The originator of the theatre multiplex and more recently a leader in guest-driven theatre innovations including plush recliners, dine-in theatres and even laser projectors, AMC Theatres today operates approximately 350 theatres with nearly 5,000 screens across the United States. Continuous, robust growth made the need for a new headquarters, which AMC calls its Theatre Support Center, inevitable. A move proved to be the perfect opportunity for the company to instill its vibrant, cinematic culture into its surroundings.
Formerly headquartered in a high-rise building in downtown Kansas City, Missouri, the theatre company felt cramped by the existing floor plans. Enclosed, oversized offices and floor-to-ceiling walls made open communication and culture development difficult. “With all the heavy wooden features and doors, we looked and felt like an old-school bank or insurance company,” said AMC’s manager of office services, Michele Mattoon. “If you had taken the name off the building, we could have been anyone.”
For the more than 500 employees, the hierarchy associated with offices and large furniture didn’t match the organization’s push toward cross-departmental teamwork and collaboration. Building on and celebrating AMC’s unique culture was a primary objective for the company’s new space.
After making the announcement in October 2011 that it was moving to Leawood, Kansas, AMC kicked off the process by creating a steering committee. William Slusher, architect and design manager at AMC Theatres, worked with CEO Gerry Lopez and a team of AMC executives who offered critical insight into the company’s technical, operational and cultural needs.
The team traveled across the nation visiting the corporate offices of other world-class retailers, including Nordstrom’s, Starbucks, Disney and Google. Along the way, they picked up ideas and solutions that fit well with AMC’s culture. The new building, the team decided, needed to feel exciting and let visitors know exactly what the company did, from the moment they walked in.
The theatre chain engaged Scott Rice Office Works to help meet this goal. Departments were put together using Steelcase’s c:scape modular office workstations, both providing built-in storage and lending the departments an open-concept feel. Several mobile tables were added so co-workers could easily create a collaborative spot. Layouts and furniture were chosen as tools that enabled open communication for departments and their neighbors.
AMC chose to work with Scott Rice Office Works because, more than simply providing and delivering this equipment, Scott Rice offered service divisions for everything from interior construction and flooring to furniture and facilities management. “Our decision to go with Scott Rice had a lot to do with their long-term service and convenience that would continue long after we’d made purchases,” said Mattoon.
Since AMC’s new space doesn’t have traditional ceilings, privacy/work walls served the double function of creating smaller meeting spaces and showcasing current or ongoing projects. “It’s improved our speed to market because everybody knows what everyone else is doing,“ said Mattoon. “From there, work is noticed, which makes people happier and feel more accountable, which in turn makes them want to do an even better job.
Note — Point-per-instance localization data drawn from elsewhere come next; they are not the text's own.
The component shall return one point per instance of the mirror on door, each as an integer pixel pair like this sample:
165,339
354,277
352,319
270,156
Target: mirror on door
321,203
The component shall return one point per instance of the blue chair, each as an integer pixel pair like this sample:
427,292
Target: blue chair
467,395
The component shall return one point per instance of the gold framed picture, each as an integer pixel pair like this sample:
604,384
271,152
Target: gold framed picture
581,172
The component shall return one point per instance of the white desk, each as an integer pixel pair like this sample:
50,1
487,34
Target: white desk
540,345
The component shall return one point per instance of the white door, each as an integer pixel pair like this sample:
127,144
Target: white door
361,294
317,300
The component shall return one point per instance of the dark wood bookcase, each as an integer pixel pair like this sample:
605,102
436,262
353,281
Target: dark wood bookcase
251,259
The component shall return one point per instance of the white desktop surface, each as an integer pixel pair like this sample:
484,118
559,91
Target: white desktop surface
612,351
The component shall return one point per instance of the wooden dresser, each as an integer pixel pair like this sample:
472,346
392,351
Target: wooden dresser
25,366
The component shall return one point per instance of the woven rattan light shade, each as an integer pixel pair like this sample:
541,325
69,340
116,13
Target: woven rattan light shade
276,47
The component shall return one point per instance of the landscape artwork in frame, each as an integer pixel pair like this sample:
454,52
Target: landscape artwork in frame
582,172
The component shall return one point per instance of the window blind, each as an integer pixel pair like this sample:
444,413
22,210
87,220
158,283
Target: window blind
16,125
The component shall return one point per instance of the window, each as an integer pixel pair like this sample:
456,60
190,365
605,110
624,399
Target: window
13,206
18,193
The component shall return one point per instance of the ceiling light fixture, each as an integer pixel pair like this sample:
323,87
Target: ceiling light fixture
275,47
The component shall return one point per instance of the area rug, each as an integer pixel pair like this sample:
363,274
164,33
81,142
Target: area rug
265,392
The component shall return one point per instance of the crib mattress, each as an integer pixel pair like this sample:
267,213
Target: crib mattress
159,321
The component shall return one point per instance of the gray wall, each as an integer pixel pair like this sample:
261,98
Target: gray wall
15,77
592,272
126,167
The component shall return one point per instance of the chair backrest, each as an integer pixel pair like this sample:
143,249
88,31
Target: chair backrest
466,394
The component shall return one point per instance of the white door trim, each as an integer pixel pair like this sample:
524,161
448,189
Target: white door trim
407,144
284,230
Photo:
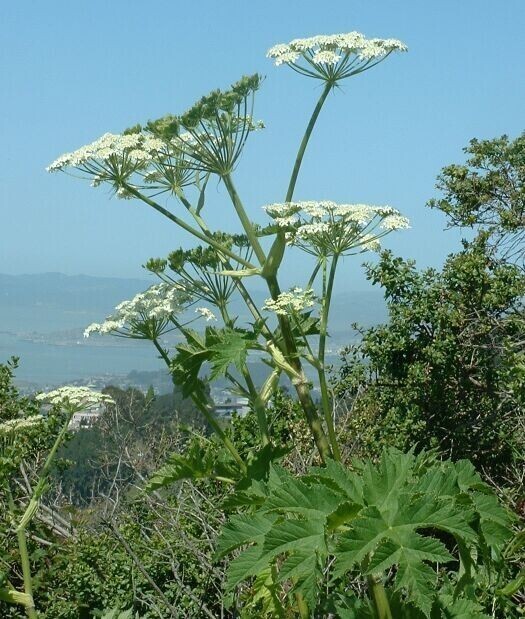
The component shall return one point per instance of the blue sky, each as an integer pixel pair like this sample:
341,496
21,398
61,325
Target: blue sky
72,71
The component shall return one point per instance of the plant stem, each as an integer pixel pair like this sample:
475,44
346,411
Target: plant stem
379,596
257,404
29,605
197,233
297,165
245,221
208,415
304,142
302,387
327,409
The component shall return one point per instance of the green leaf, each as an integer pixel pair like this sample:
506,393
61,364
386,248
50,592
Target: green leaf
196,463
249,563
186,366
296,497
244,529
293,535
461,608
227,347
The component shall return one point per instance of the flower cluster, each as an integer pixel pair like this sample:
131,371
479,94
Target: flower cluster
144,316
212,133
137,148
325,228
16,426
206,313
334,57
296,300
75,397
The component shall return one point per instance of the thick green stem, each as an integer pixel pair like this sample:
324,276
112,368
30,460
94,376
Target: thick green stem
237,280
327,408
255,399
296,168
244,219
29,603
380,599
41,484
197,233
207,413
304,142
302,386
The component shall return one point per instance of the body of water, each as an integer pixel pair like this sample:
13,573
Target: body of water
48,364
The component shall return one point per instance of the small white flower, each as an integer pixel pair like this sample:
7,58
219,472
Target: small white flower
333,56
326,57
77,397
159,303
325,228
205,313
295,300
395,222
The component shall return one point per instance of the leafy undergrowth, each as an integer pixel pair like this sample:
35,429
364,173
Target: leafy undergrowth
431,533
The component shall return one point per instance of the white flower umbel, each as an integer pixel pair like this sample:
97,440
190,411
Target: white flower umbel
206,313
334,57
136,147
146,316
114,159
325,228
296,300
14,427
74,397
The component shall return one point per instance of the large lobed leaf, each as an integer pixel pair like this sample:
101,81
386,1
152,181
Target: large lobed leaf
403,516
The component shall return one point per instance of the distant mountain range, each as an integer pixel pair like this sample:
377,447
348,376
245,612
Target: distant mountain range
47,302
51,303
42,318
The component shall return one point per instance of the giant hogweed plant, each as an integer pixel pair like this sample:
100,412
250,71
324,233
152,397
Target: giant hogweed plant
175,157
24,431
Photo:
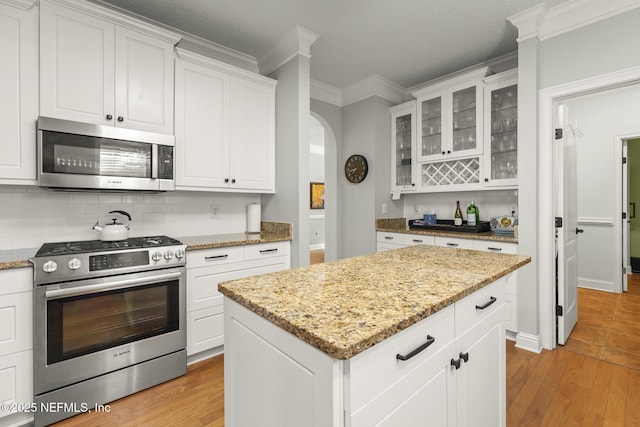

It’s a wonderful cycle.”
In the center of the building, a large atrium was built near the central stairs. There, meetings are held in front of a towering 330-inch screen made of 36 individual monitors. Large, open areas are surrounded by small touchdown spaces, often near stairs, copying stations, printing rooms and kitchen spaces, encouraging quick scrums.
Not only did AMC’s new Support Center eliminate nearly 80 closed-door offices, but the company added exciting amenities that helped co-workers create stronger bonds. A large cafeteria with an expansive kitchen and open-air balcony and fire pit encourages large group lunches. Many teams hold meetings on the patio in warmer months.
Taking advantage of the numerous bike trails in Leawood, AMC was able to promote healthy living as well. Employees can check out helmets and bikes and hit the trails. “People from all over the organization, who would never have seen each other in our former space, now get together and go for a ride,” said Mattoon.
Because of the unique nature of the space, several tours have been conducted since doors opened in July 2013. “By the end of every tour, there’s always someone who says they want to come work at AMC,” said Mattoon, “and I think that says a lot about who we are and how our building represents that.”